El inocente rebelde

José Carlos Castañeda

La situación actual comienza a elevar la tensión política en grados que rebasan la sana competencia y el contraste de ideas. En el ambiente se respira un ánimo de hostilidad en los límites de la violencia. Las respuestas a los cuestionamientos carecen de argumentos, son inventivas y acusaciones directas. Descalificaciones moralistas, donde nada más existen dos tonalidades: blanco o negro. Quien no comparte tus opiniones es condenado como un traidor. La idea de una conversación plural, racional y constructiva está sepultada bajo los ataques, las calumnias y los gritos. Nadie escucha. Cuando los canales del diálogo se cierran, existe un riesgo de violencia. En el clima de polarización, la tentación del autoritarismo regresa. Una vez identificado el enemigo, el objetivo está claro. Así actuó Trump en su campaña electoral.
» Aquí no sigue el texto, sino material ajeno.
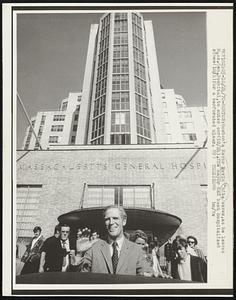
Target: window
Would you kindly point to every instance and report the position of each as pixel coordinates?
(57, 128)
(143, 125)
(59, 118)
(43, 120)
(74, 127)
(127, 196)
(98, 126)
(120, 122)
(189, 137)
(120, 101)
(185, 114)
(27, 202)
(142, 140)
(53, 139)
(168, 137)
(186, 125)
(120, 139)
(120, 82)
(64, 106)
(73, 139)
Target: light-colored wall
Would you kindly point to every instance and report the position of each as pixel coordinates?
(63, 174)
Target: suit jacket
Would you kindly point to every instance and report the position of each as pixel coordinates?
(33, 254)
(198, 269)
(55, 253)
(131, 260)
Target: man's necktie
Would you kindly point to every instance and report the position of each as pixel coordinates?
(115, 257)
(64, 256)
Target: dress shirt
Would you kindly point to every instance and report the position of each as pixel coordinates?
(34, 241)
(66, 245)
(119, 245)
(184, 269)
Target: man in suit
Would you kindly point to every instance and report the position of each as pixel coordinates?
(31, 257)
(116, 255)
(60, 252)
(187, 266)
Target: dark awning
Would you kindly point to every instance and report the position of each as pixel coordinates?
(162, 224)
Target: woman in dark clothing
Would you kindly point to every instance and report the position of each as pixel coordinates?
(186, 266)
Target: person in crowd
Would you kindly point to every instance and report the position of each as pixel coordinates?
(193, 244)
(140, 238)
(83, 243)
(155, 257)
(64, 252)
(48, 255)
(188, 267)
(94, 236)
(168, 253)
(116, 254)
(31, 257)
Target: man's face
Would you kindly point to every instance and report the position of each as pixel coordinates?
(37, 234)
(191, 243)
(94, 236)
(57, 234)
(114, 223)
(65, 231)
(141, 242)
(182, 253)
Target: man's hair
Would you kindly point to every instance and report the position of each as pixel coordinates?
(63, 225)
(140, 234)
(193, 238)
(120, 208)
(179, 243)
(57, 228)
(37, 228)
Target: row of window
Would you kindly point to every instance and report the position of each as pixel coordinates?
(142, 140)
(120, 66)
(59, 118)
(120, 82)
(98, 141)
(101, 88)
(120, 16)
(136, 19)
(99, 106)
(138, 55)
(137, 30)
(98, 126)
(140, 86)
(102, 71)
(120, 101)
(138, 42)
(120, 38)
(105, 31)
(57, 127)
(120, 51)
(120, 139)
(143, 125)
(139, 70)
(121, 25)
(104, 44)
(103, 57)
(141, 105)
(120, 122)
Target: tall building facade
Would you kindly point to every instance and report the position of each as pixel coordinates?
(56, 126)
(121, 88)
(122, 101)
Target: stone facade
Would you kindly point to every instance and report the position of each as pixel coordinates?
(63, 174)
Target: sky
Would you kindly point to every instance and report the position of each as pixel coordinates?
(52, 49)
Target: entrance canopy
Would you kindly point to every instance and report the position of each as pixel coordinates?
(161, 224)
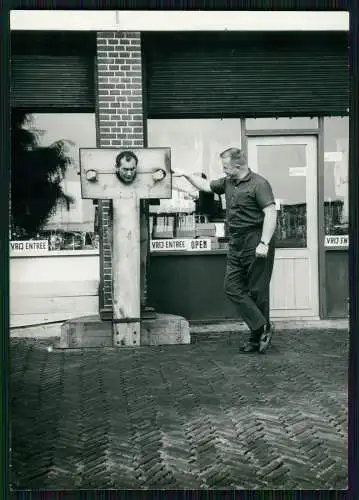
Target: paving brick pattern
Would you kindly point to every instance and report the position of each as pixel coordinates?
(191, 416)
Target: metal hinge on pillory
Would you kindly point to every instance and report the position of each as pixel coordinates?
(102, 178)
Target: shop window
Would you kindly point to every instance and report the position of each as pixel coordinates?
(336, 203)
(195, 147)
(71, 229)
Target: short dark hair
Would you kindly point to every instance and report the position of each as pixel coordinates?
(127, 155)
(234, 154)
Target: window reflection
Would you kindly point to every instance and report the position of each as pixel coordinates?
(195, 147)
(284, 166)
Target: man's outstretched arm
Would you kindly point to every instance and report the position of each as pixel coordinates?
(195, 180)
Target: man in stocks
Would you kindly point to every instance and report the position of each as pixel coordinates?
(251, 220)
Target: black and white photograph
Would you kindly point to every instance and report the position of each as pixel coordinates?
(179, 249)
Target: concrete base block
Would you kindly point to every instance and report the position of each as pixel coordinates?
(91, 331)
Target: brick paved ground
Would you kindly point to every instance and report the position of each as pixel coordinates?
(202, 415)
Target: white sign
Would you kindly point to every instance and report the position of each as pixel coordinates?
(333, 156)
(178, 244)
(337, 241)
(298, 171)
(28, 246)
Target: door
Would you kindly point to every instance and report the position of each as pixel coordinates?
(290, 165)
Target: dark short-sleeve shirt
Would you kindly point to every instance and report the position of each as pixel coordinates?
(245, 201)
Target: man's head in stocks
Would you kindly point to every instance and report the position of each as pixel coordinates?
(126, 166)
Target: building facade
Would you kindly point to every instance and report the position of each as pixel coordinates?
(283, 96)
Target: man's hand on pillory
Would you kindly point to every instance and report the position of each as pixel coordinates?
(262, 250)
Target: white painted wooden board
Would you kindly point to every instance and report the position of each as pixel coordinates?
(108, 186)
(126, 269)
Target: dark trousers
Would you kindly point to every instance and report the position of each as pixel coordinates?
(248, 277)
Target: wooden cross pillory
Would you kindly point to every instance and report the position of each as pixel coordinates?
(126, 176)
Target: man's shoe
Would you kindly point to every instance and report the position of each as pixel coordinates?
(249, 347)
(266, 338)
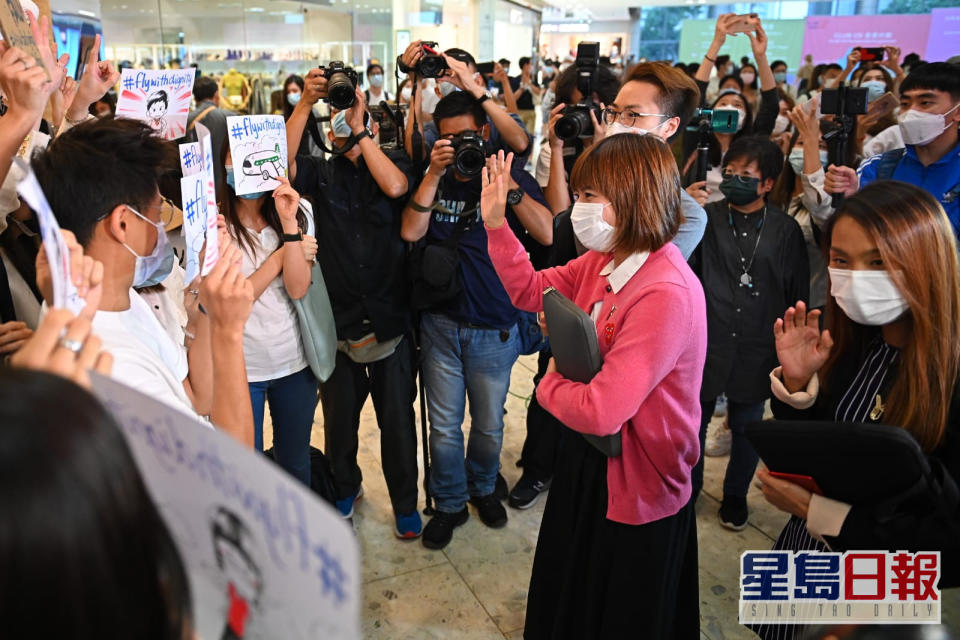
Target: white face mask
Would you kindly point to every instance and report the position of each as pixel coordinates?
(591, 229)
(920, 127)
(867, 297)
(783, 123)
Nuestro tiempo ha encarnado la causa del antisistema. Esa rebelión tiene un origen más profundo. Pascal Bruckner la llamó: la tentación de la inocencia. Una enfermedad del ciudadano que consiste en aspirar a comportarse como un niño. Este infantilismo tiene dos características: “comprender la inocencia como parodia de la despreocupación y de la ignorancia de los años de juventud; culmina en la figura del inmaduro perpetuo”. Por otro lado, “es sinónimo de angelismo, significa la falta de culpabilidad, la incapacidad de cometer el mal y se encarna en la figura del mártir autoproclamado”. Ambas descripciones retratan a un nuevo protagonista de la vida pública: el inocente rebelde. Ese carismático personaje es un provocador digital, que busca derribar el régimen establecido. Pero en sus acciones nunca asume la responsabilidad o las consecuencias adversas o, peor, malignas de su descontento. Imagina que las buenas intenciones son suficientes para mejorar a las relaciones de poder. Ignora una regla elemental de Max Weber: el poder consiste en luchar por el monopolio de la violencia.
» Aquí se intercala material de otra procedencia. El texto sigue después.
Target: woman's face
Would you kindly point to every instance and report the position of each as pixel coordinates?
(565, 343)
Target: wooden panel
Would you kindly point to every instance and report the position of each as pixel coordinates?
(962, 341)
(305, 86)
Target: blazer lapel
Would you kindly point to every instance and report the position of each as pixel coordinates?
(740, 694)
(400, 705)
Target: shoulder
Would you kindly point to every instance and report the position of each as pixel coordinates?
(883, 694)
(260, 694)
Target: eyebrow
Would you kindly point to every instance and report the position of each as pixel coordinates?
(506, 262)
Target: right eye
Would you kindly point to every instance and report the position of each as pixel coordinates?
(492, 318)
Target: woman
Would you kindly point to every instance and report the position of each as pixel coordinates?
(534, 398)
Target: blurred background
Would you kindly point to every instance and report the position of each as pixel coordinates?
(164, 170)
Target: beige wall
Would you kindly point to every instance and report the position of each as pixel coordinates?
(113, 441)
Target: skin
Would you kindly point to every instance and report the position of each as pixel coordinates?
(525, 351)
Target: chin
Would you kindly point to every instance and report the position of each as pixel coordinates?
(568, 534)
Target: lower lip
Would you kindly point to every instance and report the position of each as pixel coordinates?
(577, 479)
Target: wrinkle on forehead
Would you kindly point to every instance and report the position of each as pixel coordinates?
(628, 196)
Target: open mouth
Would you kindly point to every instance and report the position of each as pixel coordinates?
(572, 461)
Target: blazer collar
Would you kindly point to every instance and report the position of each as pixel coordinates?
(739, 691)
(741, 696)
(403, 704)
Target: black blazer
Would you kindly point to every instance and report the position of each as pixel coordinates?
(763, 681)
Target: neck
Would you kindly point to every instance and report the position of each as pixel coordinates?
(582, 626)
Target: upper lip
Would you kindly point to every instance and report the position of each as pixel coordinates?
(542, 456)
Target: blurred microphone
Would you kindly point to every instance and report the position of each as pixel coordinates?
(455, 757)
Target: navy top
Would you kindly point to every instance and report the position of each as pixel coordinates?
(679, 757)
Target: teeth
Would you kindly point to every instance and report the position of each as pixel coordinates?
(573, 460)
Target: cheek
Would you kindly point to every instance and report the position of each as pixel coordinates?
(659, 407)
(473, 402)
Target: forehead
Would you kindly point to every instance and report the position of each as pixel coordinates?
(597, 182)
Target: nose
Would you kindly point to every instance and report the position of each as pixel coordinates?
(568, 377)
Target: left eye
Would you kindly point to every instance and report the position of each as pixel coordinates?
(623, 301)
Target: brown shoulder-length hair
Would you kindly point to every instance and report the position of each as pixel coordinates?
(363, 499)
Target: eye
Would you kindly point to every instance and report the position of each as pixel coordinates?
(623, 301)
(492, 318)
El denominador común de los antisistema es su fascinación con la teoría del complot. Una suerte de teología que explica el orden irracional del mundo. Detrás de cada movimiento existe una mente maestra. La psicología aclara con sencillez esta obsesión con encontrar un Gran Hermano como autor de todos los actos de maldad. Nada provoca más angustia en la vida que la incertidumbre, pero la condición humana entraña inconstancia y ambigüedad. Esa contradicción da pie al éxito de la teoría del complot. Si hubiera un Gran Culpable, aquel que controla todos los hilos de manera subterránea, entonces el caos de la vida no es producto del azar de los encuentros. El complot es una respuesta tranquilizadora para el estado de desconcierto e inconstancia de las relaciones humanas. La conspiración resume una imagen de la racionalidad, maligna y oscura, irrefutable: “ya que a los argumentos que se le oponen se les da la vuelta y se los transforma en prueba de la omnipotencia de los conspiradores”. El paranoico personifica las certezas de este comportamiento: “¿Qué culpa tengo yo si siempre tengo la razón?”. Sin embargo, para aquel a quien aqueja este mal, “el peor complot es la indiferencia”.
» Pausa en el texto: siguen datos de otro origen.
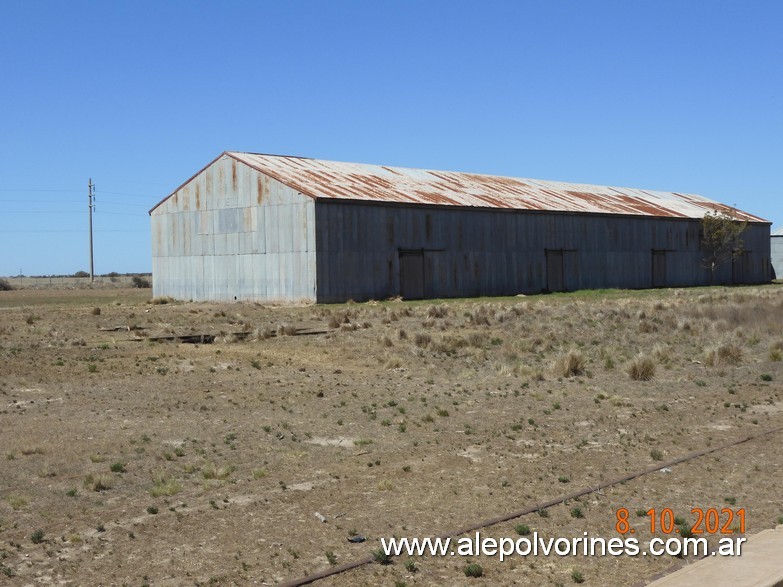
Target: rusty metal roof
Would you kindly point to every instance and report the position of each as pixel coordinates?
(377, 183)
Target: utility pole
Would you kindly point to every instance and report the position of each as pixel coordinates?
(91, 206)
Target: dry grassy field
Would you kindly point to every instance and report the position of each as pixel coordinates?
(126, 460)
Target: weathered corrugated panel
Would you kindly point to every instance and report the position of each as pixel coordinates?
(776, 253)
(355, 181)
(231, 233)
(487, 252)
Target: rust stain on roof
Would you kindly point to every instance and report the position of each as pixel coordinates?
(336, 180)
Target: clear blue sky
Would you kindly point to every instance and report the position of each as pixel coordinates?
(668, 95)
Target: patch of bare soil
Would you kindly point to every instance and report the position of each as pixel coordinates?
(128, 456)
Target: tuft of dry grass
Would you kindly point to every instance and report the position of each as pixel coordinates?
(776, 351)
(571, 364)
(642, 368)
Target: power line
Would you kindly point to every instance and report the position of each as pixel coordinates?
(32, 191)
(60, 230)
(102, 201)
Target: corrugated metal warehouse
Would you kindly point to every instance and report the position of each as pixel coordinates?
(274, 228)
(776, 247)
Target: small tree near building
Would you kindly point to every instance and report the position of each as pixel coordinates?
(721, 240)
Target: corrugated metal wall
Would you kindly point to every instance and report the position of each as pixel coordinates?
(232, 233)
(492, 252)
(777, 255)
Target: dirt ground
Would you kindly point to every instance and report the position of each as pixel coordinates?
(126, 460)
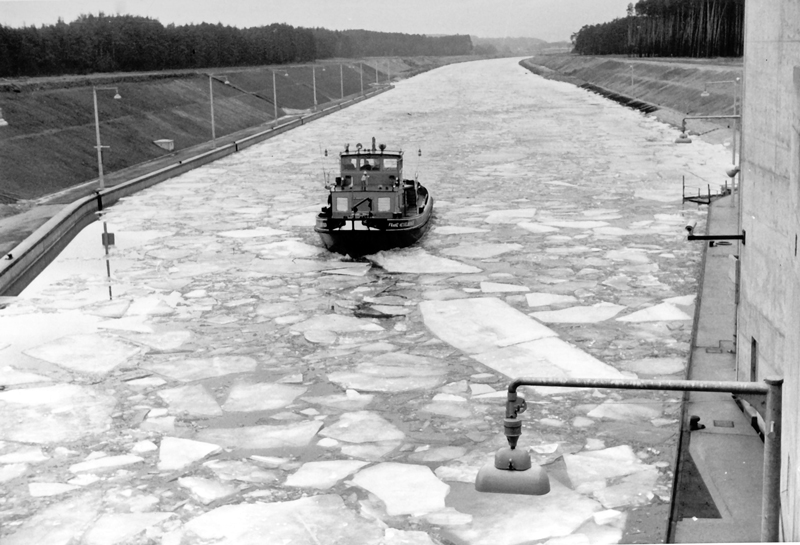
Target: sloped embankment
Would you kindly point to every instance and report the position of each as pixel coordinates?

Lo más grave en esta rebeldía antisistema es que la protesta se degradó al rango de la queja y los quejosos terminan en la decepción y derrotismo. Como también ha señalado Bruckner: “el calvario de Rousseau consiste en haber querido encarnar, en su propia existencia, la utopía del hombre natural, y al precio de una gran misantropía. Aquel que se cree virtuoso y hace recaer el pecado sobre los demás acaba lleno de resentimiento y de odio hacia la humanidad”.
La polarización antisistema ha debilitado ya los frágiles cimientos de la democracia pluralista en México. Con un sistema de instituciones inconcluso, la tentación de regresar al presidencialismo de decretazos es muy fuerte. La cultura democrática mexicana y la ciudadanía tiene una historia muy corta. Difícilmente podemos afirmar que ha arraigado en el comportamiento de los mexicanos. De ahí el riesgo de reincidir en lo conocido. Un retorno a la política presidencialista de los años setenta. Los ciudadanos decidirán cuál es la ruta que prefieren: el infantilismo de la rebeldía antisistema o la responsabilidad ciudadana de crear una cultura democrática pluralista.